Skip the Public Bid Process

Would You Issue Public Bids If You Were a Federal Buyer?

Absolutely not, if you could avoid it! Why:

  1. Public bids are inordinately expensive and the amount of time it takes to acquire the good or service in question is ridiculously long. 
  2. They consume impractical amounts of staff time, assuming staff is available (which is rare). 
  3. Because public bids are so visible, they result in increased vendor scrutiny, debriefings, complaints, and protests. 
  4. Public bids, by design, result in the filing of multiple proposals! This adds to more evaluation work, more material to read, more material to score... you get the gist.
  5. They are responsible for the death of many trees.

Why do public bids exist?
For the sake of appearances, political reasons and, in the case of large projects involving complex solutions, they are often in the best interest of the American taxpayer. 

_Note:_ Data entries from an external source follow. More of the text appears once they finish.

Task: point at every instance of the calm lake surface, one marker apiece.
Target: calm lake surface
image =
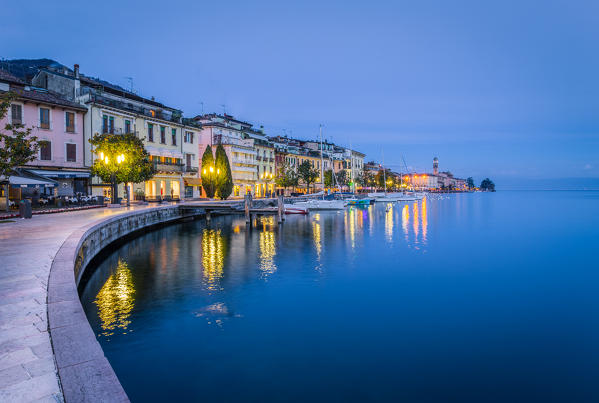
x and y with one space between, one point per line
468 298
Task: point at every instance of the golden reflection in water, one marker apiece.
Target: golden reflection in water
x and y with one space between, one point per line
389 222
424 220
415 221
212 258
405 218
316 235
116 299
267 252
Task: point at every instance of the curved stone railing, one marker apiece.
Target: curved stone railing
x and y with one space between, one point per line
85 373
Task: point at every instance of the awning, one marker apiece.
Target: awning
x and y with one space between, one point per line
23 182
192 181
60 174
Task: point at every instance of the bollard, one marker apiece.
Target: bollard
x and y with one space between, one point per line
25 209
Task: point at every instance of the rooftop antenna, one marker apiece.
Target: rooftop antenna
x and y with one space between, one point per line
130 79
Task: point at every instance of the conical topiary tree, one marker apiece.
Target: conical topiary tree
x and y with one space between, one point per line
224 182
208 173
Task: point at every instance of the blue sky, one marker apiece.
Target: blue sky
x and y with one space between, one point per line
505 89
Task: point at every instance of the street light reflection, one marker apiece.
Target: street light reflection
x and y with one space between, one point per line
115 300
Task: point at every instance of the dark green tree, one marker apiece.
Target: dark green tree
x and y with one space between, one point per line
307 173
224 176
487 185
208 172
121 158
17 145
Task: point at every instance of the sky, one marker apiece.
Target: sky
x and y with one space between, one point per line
501 89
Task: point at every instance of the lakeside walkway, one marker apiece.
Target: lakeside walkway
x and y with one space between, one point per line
27 249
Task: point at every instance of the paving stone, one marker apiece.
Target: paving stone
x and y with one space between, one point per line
65 313
40 367
17 357
92 381
31 389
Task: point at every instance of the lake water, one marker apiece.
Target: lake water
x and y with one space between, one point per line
464 298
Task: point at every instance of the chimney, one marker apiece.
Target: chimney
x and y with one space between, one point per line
77 86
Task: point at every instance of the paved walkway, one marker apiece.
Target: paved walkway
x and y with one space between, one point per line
27 248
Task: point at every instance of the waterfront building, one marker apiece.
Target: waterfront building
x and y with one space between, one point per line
58 125
435 181
112 109
231 134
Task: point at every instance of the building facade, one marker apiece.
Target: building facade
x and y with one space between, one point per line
113 110
58 125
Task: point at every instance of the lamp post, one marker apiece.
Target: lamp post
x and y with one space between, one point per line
106 160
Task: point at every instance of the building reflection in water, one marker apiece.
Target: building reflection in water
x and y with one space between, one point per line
424 220
267 247
351 212
212 258
405 218
116 300
415 222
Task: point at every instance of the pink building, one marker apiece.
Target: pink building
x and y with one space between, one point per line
58 125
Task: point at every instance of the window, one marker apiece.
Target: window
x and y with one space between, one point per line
71 152
45 118
17 114
150 132
69 118
45 150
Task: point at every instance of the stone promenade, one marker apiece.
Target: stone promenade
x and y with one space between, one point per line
27 248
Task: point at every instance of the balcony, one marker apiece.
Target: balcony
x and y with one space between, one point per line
168 166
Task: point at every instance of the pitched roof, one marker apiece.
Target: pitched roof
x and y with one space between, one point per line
6 76
47 97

Multiple Award Contracts (MACs) are rapidly becoming the buying mechanism of choice, at least until the system is reformed (maybe by 2050).  Also called Indefinite Delivery/Indefinite Quantity (IDIQ) contracts, multiple award contracts are awarded to an unlimited number of vendors.  Federal buyers then purchase from the list of awarded vendors, sometimes referred to as the "anointed" by outsiders trying to get in. Competition for the task orders issued to multiple award contract holders ranges from none to fierce and everything in between.